In our effect model for this activity, we are using the “consumable” effects increase() and decrease(), which as you would predict, increase and decrease the value of the recording_rate by the rate parameter. The run() method is executed at the start of the activity, so the increase occurs right at the activity start time. We then perform the delay() action for the user-specified activity duration, which moves time forward within this activity before finally reversing the rate increase. Since there are no other actions after the rate decrease, we know we have reached the end of the activity.

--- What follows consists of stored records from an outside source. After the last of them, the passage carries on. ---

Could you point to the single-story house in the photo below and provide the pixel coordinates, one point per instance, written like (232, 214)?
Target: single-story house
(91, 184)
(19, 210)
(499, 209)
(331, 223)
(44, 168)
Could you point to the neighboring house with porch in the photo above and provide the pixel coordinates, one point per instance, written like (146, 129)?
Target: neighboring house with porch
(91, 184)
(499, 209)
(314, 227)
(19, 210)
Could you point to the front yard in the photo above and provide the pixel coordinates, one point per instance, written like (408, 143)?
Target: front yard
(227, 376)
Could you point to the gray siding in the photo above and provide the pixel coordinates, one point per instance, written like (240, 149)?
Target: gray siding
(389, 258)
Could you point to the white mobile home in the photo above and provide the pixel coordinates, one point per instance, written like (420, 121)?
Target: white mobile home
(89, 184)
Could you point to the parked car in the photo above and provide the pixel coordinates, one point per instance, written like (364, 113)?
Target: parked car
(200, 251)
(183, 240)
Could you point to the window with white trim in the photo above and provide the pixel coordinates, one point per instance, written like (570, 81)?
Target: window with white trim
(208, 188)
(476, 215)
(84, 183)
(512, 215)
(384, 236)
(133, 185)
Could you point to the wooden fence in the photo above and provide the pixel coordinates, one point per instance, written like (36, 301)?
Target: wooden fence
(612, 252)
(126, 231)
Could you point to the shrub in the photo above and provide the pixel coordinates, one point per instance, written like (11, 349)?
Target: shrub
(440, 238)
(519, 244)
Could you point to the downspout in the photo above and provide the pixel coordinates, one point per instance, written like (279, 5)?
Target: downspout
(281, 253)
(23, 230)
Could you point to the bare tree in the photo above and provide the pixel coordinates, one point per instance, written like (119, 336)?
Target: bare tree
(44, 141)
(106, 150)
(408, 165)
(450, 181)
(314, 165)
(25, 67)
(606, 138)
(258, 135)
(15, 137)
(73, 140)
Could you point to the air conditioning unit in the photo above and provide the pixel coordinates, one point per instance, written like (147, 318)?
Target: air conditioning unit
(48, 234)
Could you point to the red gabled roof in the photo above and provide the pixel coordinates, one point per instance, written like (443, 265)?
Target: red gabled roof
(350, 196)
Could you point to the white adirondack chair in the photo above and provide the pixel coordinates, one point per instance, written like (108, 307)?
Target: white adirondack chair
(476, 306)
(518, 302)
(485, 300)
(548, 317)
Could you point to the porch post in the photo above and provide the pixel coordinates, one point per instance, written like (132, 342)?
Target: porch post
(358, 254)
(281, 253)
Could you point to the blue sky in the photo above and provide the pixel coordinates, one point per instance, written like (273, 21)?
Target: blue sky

If we wanted to save a line of code, we could have the “renewable” effect using() to achieve the same result:

with using(model.data_model.recording_rate, rate):
    delay(duration)

With our effect model in place, we are done coding up the collect_data activity and the final result should look something like this:

# Comment
pymerlin.checkout()
pymerlin checkout successful: All systems GO 🚀
from pymerlin import MissionModel, Duration
from pymerlin._internal._decorators import Validation
from pymerlin.model_actions import delay

@MissionModel
class Model:
    def __init__(self, registrar):
        self.data_model = DataModel(registrar)

class DataModel:
    def __init__(self, registrar):
        self.recording_rate = registrar.cell(0)
        registrar.resource("recording_rate", self.recording_rate.get)

@Model.ActivityType
@Validation(lambda rate: rate < 100.0, "Collection rate is beyond buffer limit of 100.0 Mbps")
def collect_data(model, rate=0.0, duration="01:00:00"):
    model.data_model.recording_rate += rate
    delay(Duration.from_string(duration))
    model.data_model.recording_rate -= rate

Ok! Now we are all set to give this a spin.